Each entry in the binary relation member encodes what in an E/R model would be called a relationship between two entities, namely the fact that a specific user has joined a specific chat group. It's a many-to-many relationship, with every user being able to join any number of groups, and groups having any number of members. Just like attribute relations like name or date_of_birth it can be searched efficiently on any attribute: if, for example, u the id of a user and g that of a chat group (of type UserId and GroupId respectively), then the expression member(u, ?) will (loosely speaking) iterate through the ids of all chat groups u has joined, and member(?, g) will provide the list of members of group g.
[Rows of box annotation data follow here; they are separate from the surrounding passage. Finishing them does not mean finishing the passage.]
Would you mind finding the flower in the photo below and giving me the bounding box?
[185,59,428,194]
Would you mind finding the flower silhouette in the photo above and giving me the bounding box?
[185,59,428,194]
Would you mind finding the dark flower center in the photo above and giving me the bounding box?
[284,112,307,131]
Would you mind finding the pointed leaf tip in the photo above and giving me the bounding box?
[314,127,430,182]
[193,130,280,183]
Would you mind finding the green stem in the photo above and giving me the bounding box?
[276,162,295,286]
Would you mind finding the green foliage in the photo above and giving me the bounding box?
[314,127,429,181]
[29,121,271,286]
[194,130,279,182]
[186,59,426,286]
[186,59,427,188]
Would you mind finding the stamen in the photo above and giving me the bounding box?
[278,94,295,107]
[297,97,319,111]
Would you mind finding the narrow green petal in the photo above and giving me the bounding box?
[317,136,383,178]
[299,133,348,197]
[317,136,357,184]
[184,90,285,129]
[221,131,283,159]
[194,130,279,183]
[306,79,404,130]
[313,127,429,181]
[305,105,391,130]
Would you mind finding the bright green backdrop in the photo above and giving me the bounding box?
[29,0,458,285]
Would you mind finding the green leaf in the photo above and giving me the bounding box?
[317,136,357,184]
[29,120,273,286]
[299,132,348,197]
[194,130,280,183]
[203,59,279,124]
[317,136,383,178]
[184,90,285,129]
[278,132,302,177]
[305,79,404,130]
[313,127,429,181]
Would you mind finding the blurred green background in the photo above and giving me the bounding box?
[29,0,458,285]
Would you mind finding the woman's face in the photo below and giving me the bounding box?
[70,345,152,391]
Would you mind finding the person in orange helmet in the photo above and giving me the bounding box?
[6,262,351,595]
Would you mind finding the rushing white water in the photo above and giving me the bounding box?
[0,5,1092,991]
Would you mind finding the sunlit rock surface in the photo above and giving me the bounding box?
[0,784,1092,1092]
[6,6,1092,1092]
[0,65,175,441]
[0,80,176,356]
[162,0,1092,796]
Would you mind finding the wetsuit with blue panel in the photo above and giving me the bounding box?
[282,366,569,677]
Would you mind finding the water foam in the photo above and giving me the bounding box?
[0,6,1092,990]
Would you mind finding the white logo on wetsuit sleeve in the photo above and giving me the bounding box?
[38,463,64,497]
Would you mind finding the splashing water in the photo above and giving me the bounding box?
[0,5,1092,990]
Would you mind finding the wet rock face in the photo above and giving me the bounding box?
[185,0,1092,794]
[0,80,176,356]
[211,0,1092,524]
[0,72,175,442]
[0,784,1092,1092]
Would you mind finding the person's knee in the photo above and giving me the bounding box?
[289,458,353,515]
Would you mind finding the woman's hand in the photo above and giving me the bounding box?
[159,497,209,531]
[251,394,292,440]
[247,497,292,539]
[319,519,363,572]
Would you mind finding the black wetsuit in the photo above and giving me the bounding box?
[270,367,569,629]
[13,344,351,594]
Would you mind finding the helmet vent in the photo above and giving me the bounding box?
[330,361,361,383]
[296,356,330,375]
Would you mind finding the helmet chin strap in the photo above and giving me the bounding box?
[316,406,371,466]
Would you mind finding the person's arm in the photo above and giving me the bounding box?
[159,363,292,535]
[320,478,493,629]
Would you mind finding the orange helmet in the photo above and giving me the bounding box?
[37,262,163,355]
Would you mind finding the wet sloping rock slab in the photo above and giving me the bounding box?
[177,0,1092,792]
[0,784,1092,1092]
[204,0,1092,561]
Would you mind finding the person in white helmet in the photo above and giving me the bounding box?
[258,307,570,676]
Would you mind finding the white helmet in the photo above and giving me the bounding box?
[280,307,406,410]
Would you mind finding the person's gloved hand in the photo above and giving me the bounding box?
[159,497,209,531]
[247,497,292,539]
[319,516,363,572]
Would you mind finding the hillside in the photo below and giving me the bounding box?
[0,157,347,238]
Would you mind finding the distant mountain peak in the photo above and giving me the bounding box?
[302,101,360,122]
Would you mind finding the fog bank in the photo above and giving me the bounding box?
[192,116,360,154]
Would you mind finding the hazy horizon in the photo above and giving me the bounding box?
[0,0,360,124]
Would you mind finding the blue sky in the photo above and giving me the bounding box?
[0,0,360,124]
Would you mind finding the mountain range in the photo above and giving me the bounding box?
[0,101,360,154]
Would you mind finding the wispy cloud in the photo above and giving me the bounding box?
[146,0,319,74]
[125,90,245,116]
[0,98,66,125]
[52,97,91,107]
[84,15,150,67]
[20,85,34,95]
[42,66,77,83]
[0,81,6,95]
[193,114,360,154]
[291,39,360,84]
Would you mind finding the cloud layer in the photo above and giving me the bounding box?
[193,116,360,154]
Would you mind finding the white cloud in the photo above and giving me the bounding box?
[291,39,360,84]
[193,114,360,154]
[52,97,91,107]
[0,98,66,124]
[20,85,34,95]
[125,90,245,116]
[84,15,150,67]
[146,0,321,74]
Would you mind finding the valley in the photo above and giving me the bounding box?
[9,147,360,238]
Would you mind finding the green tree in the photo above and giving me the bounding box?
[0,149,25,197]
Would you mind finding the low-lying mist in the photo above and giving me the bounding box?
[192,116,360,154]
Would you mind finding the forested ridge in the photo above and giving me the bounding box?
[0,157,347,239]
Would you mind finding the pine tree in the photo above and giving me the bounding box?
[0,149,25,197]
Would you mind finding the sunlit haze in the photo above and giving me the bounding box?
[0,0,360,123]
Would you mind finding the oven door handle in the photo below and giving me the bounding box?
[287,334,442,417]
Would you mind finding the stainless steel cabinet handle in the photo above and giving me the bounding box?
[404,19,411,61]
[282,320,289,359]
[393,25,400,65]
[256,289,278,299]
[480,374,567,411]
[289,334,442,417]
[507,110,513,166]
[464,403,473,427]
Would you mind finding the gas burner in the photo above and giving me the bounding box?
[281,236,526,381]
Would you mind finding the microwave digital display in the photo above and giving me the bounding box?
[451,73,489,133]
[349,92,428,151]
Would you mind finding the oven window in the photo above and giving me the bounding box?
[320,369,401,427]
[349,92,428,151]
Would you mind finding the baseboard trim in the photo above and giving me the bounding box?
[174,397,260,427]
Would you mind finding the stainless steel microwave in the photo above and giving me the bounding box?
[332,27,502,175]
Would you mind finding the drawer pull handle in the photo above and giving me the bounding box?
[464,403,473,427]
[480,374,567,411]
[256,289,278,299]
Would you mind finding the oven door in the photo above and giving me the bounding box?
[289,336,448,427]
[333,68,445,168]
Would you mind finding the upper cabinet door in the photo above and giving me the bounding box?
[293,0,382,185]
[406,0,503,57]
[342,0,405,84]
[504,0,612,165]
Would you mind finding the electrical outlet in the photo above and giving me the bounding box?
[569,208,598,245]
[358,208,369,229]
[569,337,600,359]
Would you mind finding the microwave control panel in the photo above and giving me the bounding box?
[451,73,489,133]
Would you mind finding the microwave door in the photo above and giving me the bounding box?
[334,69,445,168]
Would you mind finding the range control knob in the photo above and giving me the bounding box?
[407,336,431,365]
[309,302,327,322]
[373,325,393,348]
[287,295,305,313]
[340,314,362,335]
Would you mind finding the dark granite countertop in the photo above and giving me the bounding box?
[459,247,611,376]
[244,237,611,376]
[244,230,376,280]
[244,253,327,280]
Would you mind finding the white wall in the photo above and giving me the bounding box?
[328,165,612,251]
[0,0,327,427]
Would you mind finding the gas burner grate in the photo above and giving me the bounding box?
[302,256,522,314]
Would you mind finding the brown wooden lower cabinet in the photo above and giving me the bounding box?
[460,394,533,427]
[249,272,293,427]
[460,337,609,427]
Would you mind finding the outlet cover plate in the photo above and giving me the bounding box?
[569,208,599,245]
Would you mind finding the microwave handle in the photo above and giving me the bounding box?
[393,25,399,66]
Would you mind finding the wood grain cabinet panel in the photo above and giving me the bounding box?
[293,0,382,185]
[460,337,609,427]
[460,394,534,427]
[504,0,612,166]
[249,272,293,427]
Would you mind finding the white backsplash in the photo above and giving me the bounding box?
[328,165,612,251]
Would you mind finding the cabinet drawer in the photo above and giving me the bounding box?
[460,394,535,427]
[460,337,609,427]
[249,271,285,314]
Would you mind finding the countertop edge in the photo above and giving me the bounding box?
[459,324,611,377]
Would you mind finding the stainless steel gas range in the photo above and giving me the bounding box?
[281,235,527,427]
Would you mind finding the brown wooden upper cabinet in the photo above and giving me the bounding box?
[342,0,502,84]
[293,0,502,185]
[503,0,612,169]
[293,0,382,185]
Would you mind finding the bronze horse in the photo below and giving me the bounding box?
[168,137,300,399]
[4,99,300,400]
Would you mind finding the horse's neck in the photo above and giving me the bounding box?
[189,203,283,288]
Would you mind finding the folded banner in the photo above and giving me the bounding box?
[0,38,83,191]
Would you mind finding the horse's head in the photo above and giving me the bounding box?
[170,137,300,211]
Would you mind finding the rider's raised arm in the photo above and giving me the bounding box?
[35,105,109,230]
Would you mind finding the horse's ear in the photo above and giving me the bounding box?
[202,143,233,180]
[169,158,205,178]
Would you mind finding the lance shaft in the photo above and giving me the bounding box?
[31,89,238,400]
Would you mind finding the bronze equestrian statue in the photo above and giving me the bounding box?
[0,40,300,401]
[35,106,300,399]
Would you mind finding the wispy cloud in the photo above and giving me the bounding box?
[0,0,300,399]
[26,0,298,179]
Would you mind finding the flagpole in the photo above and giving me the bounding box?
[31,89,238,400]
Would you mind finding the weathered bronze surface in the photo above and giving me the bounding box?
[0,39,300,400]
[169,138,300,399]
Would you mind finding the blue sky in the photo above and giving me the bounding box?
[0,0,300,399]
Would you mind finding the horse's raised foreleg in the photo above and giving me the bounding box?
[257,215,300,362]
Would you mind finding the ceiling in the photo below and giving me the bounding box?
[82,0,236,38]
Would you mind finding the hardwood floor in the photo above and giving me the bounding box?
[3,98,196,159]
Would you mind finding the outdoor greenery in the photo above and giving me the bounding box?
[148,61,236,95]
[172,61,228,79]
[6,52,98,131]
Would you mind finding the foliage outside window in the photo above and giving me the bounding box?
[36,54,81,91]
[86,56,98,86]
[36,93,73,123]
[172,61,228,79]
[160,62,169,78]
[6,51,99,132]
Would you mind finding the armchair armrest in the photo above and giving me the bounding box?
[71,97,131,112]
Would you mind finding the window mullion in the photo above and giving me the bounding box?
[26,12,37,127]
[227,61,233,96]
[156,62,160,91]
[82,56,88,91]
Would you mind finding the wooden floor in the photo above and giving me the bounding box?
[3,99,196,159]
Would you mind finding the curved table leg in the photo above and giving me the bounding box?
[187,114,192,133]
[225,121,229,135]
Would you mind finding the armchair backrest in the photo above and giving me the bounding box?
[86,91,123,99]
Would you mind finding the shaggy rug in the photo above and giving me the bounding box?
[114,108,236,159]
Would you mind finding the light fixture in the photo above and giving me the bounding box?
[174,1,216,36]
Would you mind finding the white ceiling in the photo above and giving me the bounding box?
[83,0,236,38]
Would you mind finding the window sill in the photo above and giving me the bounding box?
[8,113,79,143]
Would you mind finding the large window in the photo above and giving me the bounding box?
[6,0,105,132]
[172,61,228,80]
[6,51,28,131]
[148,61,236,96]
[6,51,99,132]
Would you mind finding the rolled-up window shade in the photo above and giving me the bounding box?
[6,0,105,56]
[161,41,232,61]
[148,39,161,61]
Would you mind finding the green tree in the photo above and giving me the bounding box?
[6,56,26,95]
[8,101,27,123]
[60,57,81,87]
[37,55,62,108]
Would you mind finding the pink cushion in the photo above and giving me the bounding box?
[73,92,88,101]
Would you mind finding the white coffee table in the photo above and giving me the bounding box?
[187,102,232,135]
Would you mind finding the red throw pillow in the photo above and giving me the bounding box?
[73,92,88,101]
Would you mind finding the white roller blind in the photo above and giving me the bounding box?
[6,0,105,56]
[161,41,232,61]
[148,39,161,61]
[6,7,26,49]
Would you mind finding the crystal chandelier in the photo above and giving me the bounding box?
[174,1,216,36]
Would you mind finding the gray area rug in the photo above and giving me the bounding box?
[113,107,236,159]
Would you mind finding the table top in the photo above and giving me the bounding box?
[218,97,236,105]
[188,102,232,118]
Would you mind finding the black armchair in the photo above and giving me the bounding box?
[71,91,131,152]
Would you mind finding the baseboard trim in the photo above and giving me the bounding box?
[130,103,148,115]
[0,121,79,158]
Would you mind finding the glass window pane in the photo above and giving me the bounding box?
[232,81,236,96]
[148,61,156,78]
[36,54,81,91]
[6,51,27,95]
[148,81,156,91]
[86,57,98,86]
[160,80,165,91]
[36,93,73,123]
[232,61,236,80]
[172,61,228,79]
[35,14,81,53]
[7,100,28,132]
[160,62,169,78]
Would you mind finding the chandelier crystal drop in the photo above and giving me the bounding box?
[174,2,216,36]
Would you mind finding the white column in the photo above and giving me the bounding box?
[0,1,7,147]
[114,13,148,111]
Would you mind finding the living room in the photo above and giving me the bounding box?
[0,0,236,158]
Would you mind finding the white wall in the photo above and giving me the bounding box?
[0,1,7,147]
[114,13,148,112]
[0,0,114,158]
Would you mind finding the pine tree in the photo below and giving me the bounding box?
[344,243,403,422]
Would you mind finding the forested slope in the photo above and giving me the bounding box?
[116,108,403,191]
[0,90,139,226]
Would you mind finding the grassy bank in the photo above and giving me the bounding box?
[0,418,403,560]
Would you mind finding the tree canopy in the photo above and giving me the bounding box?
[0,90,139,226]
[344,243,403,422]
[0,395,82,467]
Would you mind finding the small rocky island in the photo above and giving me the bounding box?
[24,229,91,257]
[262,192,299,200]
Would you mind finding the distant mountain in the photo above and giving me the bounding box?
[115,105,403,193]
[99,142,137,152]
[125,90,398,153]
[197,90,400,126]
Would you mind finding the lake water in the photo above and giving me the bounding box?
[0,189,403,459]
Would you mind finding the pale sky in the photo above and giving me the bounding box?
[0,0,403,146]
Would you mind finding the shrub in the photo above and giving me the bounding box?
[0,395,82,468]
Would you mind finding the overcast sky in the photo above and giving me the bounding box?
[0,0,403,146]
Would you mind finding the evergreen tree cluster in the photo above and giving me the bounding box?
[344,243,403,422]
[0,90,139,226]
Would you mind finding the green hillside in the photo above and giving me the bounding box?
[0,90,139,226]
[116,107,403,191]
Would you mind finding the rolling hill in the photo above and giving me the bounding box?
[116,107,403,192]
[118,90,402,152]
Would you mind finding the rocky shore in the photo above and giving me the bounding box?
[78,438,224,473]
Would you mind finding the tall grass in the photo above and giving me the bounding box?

The two ternary relations joined_on and karma store what we can regard as attributes of the membership relationship, as opposed to attributes of entities like users or groups. The first two arguments form a key for both relations, meaning that for each combination of user and group there can be only one join date and one karma, but a user can still, for instance, have a karma in one group and a different one in another. The fact that attributes like these cannot be "attached" to any single entity makes them awkward to model in conventional languages, which use records as their primary composite data structure, but can be represented very elegantly using relations. Accessing the value of one such attribute is very similar to accessing the attributes of an entity, like username or admin: the expression karma(u, g) returns the karma of user u in group g (and of course will fail if u never joined g). Similarly, ternary relations can be searched on any argument or combination thereof: joined_on(?, g, d), for instance, will produce a list of all users who joined group g on day d. Lookups are performed in constant time (O(1)), and the same goes for retrieving the first result in any search.

Symmetric relations

Finally, we have the friends relation and its only attribute, since:

friends(UserId | UserId)
  since : Time;

This is how it would look without syntactic sugar:

// Users #0 and #1 are online friends
friends(UserId | UserId);

// Users #0 and #1 have been online friends since #2
since(UserId | UserId, Time);

friends look similar to member, with the only difference being that its two arguments are separated by a vertical bar instead of a comma, which tells the compiler that the friends relation is symmetric. Without that, the fact that users u1 and u2 are online friends could be recorded as either the u1, u2 or u2, u1 entry inside friends, or even both of them. That would of course be a problem, because it would force us to account for both possibilities when checking if two users are friends or when deleting such fact from the dataset, thereby making our code more complex and error prone than it needs to be. The problem would be even worse for the since relation, as it could end up with two conflicting facts inside it: u1, u2, t1 and u2, u1, t2. By declaring the arguments of friends and the first two arguments of since symmetric, all these issues will be automatically deal with by the compiler whenever we read the dataset, and insert, update or delete the data in it.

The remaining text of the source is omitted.